The UK Biobank (UKB) is a large-scale biomedical database and research resource, containing in-depth genetic and health information from half a million UK participants. Through the UK Biobank-Exome Sequencing Consortium (UKB-ESC),DNA sequencing data has been linked to existing genetic and lifestyle data within the database, enabling researchers to produce new health insights to aid the discovery of new treatments.
Bristol Myers Squibb is one of nine biopharma companies that make up the UKB-ESC and to date, the medical community has access to de-identified exome sequencing data for more than 450,000 UKB participants.
“These large resources allow us to perform target discovery, target characterisation and prioritisation analyses, and mechanistic studies,” said Joe Szustakowski, Vice President, Translational Bioinformatics. “The UK Biobank is an incredible resource with a rich collection of data, including demographics, medical history, health outcomes, and lifestyles. In addition, the UKB and its partners continue to generate new data including imaging, genetics, protein and metabolomic biomarkers. The data are longitudinal in nature, which enables a multitude of analyses that are just not possible in smaller data sets.”

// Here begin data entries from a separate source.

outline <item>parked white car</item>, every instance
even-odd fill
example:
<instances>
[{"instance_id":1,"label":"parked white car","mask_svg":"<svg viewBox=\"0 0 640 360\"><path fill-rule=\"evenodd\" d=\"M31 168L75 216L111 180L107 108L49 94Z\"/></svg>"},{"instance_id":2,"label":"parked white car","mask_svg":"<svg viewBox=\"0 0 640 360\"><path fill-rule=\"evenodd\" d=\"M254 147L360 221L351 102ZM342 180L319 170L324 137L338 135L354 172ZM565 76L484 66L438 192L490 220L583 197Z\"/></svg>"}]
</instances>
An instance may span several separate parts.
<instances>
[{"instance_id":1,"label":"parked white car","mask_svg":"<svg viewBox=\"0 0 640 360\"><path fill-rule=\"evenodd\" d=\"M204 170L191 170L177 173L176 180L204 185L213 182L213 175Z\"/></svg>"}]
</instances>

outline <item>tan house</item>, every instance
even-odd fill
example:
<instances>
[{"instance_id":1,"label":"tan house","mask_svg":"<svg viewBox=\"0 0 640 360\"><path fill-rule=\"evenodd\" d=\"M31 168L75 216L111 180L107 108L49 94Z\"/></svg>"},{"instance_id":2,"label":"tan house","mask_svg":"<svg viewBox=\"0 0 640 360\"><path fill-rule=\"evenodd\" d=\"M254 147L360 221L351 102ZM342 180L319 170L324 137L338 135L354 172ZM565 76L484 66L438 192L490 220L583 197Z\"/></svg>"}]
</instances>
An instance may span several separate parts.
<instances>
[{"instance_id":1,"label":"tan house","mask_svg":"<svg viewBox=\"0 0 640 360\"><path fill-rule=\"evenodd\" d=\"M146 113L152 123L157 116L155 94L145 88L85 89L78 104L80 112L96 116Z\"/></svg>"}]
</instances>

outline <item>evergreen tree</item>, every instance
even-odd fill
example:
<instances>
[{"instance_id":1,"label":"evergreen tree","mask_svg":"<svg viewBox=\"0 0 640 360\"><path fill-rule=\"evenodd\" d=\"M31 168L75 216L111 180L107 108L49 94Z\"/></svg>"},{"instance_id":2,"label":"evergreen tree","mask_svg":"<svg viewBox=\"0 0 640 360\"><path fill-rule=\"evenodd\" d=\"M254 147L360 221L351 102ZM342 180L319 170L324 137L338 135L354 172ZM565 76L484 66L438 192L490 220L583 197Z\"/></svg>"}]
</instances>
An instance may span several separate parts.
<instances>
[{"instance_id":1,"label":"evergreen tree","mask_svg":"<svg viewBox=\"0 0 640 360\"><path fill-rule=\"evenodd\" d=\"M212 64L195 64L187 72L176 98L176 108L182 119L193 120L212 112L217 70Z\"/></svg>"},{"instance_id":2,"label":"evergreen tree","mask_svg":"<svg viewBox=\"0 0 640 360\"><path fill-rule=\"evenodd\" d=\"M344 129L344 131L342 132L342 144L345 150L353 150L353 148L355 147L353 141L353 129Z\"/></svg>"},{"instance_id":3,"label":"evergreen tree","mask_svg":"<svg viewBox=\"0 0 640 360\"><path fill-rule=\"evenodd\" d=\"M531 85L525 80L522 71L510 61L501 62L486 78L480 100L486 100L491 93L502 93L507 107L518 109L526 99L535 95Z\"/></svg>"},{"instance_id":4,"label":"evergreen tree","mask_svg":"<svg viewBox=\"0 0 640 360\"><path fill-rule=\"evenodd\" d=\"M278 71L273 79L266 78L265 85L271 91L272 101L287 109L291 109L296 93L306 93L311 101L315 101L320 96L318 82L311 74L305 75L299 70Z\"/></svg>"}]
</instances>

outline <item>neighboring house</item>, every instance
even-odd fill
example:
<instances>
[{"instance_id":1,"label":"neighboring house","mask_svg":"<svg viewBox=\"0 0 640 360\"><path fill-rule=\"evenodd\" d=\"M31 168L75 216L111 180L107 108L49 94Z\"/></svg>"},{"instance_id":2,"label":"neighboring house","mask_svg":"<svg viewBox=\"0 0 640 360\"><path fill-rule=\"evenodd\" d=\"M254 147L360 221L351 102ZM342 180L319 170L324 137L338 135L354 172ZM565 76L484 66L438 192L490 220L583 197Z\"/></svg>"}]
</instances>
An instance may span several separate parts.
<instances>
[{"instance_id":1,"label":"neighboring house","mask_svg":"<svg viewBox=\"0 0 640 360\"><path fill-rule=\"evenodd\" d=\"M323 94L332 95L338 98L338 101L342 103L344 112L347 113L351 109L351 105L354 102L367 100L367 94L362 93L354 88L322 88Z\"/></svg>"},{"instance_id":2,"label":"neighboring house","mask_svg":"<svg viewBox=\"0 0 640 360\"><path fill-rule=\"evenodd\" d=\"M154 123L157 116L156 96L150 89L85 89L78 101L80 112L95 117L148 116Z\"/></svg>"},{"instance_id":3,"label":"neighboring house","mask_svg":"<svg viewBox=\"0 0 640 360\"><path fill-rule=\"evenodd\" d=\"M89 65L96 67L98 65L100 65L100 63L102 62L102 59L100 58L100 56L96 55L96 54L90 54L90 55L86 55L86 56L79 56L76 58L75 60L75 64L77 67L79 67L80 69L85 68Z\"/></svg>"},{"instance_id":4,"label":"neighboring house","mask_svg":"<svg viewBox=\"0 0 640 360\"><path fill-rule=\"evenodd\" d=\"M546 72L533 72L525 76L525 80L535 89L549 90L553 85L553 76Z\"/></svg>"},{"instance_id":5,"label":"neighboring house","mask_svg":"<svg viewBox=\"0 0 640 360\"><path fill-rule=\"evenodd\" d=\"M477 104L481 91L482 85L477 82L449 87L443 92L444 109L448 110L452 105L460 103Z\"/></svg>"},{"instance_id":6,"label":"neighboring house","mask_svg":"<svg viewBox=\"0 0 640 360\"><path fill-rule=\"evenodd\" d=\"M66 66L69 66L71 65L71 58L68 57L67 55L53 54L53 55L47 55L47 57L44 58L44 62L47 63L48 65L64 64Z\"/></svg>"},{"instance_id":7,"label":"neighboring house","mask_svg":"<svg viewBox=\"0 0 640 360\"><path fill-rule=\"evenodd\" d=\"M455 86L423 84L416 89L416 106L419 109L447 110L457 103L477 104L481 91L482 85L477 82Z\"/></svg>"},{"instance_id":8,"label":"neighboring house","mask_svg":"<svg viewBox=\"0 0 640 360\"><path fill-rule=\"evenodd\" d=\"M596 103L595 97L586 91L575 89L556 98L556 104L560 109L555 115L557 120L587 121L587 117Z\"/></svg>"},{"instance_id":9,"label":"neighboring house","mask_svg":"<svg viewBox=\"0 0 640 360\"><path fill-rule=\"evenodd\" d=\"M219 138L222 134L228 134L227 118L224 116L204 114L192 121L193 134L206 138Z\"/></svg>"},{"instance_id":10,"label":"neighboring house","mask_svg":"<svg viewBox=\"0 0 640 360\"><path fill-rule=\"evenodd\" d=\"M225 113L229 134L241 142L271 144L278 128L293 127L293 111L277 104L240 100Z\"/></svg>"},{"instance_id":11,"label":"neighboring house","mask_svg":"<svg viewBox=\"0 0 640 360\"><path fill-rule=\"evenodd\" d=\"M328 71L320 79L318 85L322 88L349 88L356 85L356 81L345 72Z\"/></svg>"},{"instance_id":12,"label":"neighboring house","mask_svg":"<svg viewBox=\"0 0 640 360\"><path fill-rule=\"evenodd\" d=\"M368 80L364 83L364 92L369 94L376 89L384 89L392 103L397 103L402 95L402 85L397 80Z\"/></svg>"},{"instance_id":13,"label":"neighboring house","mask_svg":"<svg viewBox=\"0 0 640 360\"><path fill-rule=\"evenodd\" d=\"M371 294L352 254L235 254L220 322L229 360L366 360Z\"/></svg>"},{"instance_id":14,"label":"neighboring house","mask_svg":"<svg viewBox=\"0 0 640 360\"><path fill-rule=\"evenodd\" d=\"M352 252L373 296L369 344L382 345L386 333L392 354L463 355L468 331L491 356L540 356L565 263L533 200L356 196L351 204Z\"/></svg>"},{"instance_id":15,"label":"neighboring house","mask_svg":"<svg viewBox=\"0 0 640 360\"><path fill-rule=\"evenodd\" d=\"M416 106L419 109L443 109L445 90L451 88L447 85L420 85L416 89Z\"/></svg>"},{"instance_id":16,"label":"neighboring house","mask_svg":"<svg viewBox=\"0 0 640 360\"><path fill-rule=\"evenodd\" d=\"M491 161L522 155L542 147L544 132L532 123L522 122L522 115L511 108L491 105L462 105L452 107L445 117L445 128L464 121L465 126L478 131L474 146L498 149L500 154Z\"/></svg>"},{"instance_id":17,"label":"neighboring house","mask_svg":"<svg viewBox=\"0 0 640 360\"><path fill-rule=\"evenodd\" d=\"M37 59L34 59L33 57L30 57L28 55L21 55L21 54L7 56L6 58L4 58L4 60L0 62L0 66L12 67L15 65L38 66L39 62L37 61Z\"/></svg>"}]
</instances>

This research enables the scientific community to better understand the underlying mechanisms of diseases, identify novel drug targets, and generate testable hypotheses about which patients are most likely to benefit from certain treatments. An analysis of the initial data and its potential value in drug development is published in the journal Nature Genetics. The final data set, published in July 2022, is available to approved researchers through the cloud-based UKB Research and Analysis Platform.
“One of our top priorities is to identify novel drug targets. If you can find a gene that is associated with a disease or other phenotype of interest, that may suggest that given gene or its protein product is a potential drug target,” Szustakowski said. “We also use these data to characterise and prioritise targets. This allows us to predict the potential biological consequences of targeting a specific element. These approaches will help to more deeply investigate our portfolio and help address unmet medical needs.”
Bristol Myers Squibb is also a member of the biopharmaceutical consortium that commissioned the Pharma Proteomics Project (PPP), a study to measure circulating concentrations of around 3,000 plasma proteins in approximately 53,000 UKB participants. The data from the study will enable research into the association between genetic variation and circulating protein levels, which in turn, will help to understand the links between genetics and human disease and support innovative drug development. The de-identified dataset will be added to the UK Biobank research resource and be made available to all approved researchers.
BMS is proud to contribute to these unique research collaborations, in association with UK BioBank, and have the opportunity to participate in invaluable research identifying new scientific insights, driving innovation.